Quello era un altro tassello che mi mancava, un mistero degno di essere risolto. Probabilmente la risposta a quel mio dubbio era la chiave della mia presenza in quella città. Sapevo, però, di essere vicina alla verità. Alla motivazione che mi aveva portato nella mia terra natia.

Ritornai con la mente verso Pròcrita e contemplai quelle rughe accanto agli occhi che la prima volta non avevo notato. Quell'esperienza l'aveva invecchiata.

"Dunque, non trovandomi, l'hanno considerata una folle. Giusto?"

"Esattamente, signorina. Pensavano che fossi impazzita, per loro ero una blasfema. La Centouno è morta ben diciotto anni prima, mi hanno detto. Poi sono stata rinchiusa e oggi morirò. Col sorriso, perché l'ho rivista e so finalmente di aver avuto ragione."

Un sorriso sdentato e forzato si fece largo tra il mento ed il naso. Provai profonda compassione nei suoi confronti.

"Ma io posso aiutarla! Posso dimostrare di essere viva, così lei potrà essere scagionata."

Il corpo di Pròcrita sussultò e uno spasmo raggiunse le braccia legate dietro la sua schiena.

"No! Non può mostrare la sua identità, signorina! Se lo facesse, la cercherebbero per ammazzarla."

"Chi mi cercherebbe?"

"Cùrio, suo marito. Il Signore di Ekaton."

Mi parve di perdere i sensi, la mia vista si offuscò ed in un primo momento io assecondai quello stato di quiete. Poi, riacquistata un poco di lucidità mentale, tornai a parlarle. Avevo bisogno di un'ultima risposta.

"Ma allora perché lei ha detto in giro che ero viva?"

"Oh, io l'ho detto in buona fede. Soltanto nelle Celle di Ekaton ho saputo della congiura."

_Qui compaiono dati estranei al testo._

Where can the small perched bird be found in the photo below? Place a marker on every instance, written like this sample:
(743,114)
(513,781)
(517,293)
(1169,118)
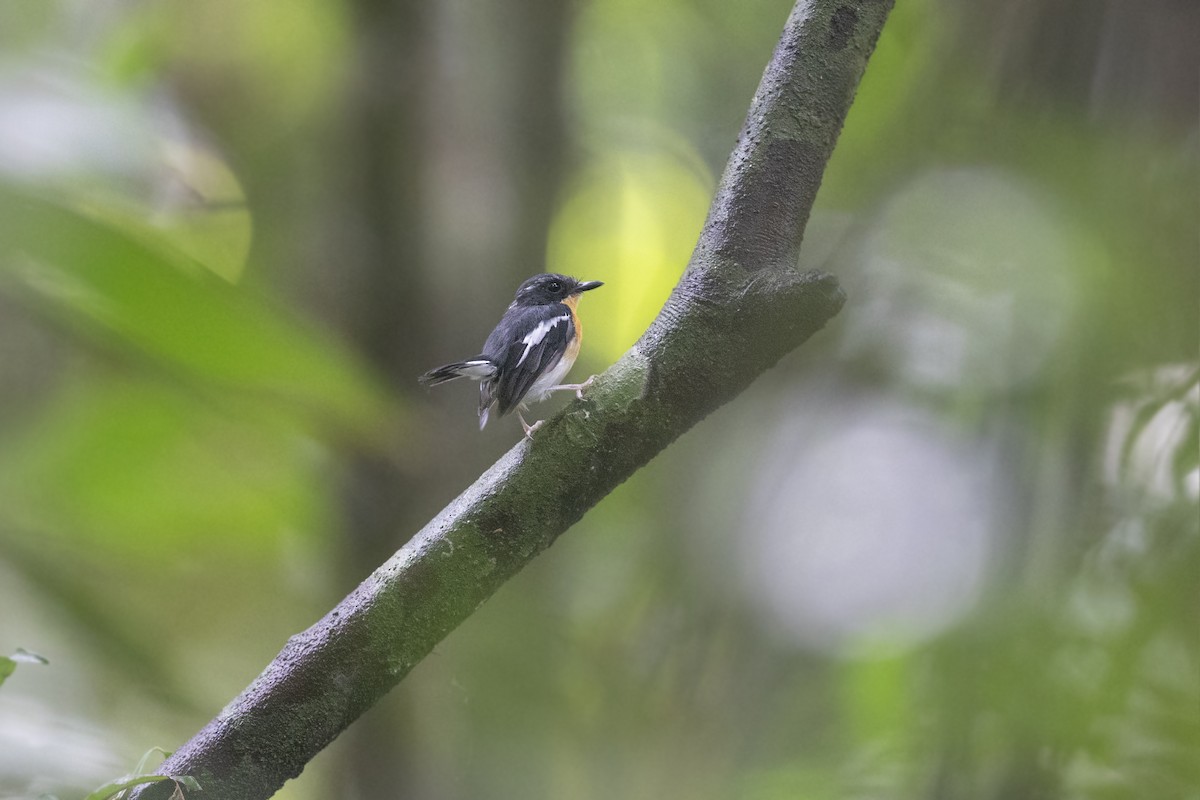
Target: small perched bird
(532,349)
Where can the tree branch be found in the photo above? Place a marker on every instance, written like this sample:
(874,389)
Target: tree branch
(738,308)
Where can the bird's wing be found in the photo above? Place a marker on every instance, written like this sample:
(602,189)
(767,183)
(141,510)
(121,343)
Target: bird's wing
(526,343)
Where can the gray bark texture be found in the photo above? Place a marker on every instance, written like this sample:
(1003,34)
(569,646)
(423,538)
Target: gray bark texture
(738,308)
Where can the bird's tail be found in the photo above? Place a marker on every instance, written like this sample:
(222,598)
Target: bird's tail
(478,368)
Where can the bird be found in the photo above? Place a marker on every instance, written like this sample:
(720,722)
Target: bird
(531,350)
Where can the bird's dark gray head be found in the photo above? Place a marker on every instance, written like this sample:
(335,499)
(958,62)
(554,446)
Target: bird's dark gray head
(550,287)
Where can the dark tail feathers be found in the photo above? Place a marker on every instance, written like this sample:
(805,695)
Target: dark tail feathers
(477,368)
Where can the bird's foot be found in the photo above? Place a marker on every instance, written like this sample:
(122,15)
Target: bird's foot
(528,428)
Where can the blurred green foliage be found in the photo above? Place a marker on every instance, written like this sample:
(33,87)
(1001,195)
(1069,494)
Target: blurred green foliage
(948,551)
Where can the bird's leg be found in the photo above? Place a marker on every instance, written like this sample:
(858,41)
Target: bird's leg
(529,428)
(575,388)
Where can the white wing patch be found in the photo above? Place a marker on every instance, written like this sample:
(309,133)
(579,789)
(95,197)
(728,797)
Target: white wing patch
(538,334)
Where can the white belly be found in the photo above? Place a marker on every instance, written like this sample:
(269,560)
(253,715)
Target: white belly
(552,377)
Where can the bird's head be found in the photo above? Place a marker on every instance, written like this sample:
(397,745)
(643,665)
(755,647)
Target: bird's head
(550,287)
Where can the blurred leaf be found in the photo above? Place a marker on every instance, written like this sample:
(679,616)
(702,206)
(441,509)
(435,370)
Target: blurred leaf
(139,779)
(114,288)
(131,781)
(631,221)
(149,470)
(9,663)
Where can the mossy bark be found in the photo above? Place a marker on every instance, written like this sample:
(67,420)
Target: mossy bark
(738,308)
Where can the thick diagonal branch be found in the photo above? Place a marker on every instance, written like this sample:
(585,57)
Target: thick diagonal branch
(739,307)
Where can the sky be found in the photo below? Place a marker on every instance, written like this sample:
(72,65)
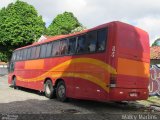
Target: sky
(144,14)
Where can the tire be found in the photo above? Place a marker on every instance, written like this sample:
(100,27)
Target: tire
(14,83)
(49,90)
(61,91)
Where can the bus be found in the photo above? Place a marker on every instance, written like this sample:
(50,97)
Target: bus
(109,62)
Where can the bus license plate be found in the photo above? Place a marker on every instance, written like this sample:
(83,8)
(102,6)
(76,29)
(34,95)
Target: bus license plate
(133,94)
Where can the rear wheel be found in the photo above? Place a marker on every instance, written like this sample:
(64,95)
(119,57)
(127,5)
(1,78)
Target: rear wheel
(61,91)
(49,89)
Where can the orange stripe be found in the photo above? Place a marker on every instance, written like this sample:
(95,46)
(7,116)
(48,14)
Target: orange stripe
(34,64)
(132,67)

Non ebbi il tempo di domandarle di quale congiura stesse parlando, perché fui accerchiata da tre guardie vestite in rosso. Mi presero per le braccia e con forza mi spinsero al di fuori del cerchio.

Rivolsi un ultimo sguardo a quella donna. Osservandola mi resi conto di quanto il mio cuore la ritenesse affine a me. Non mi ero mai accorta di quel legame resistito al tempo. Ora, guardandola per un ultima volta, seppi che lei apparteneva al mio passato, ai miei momenti felici.

Nella mia mente rivissi immagini chiare e nitide. La vidi con un sorriso perfetto e carico d'amore mentre muoveva la culla nella quale mi trovavo. La vidi porgermi l'indice stretto dal mio pugno.

La vidi posare la corona d'alloro sul mio capo, mentre con la mano sinistra mi carezzava la guancia.

Infine la vidi piangere, sdraiata al suolo e con le mani incrociate, davanti ad un letto dalle candide lenzuola. Vuoto.

La salutai per un'ultima volta con quel sorriso che sicuramente l'aveva accompagnata nella sua esistenza felice.

Lei ricambiò, spalancò le labbra e mi mostrò la dentatura imprecisa e le rughe ai lati della bocca.

Mi lasciai trasportare inerme verso Philos.

Dopo essere stati lasciati soli, mi rivolsi a lui con amarezza.

"Perché non mi hai mai detto che ho un marito?"

Lo vidi tremare.

Per la prima volta lì ad Ekaton, desiderai ardentemente dimenticare ogni cosa.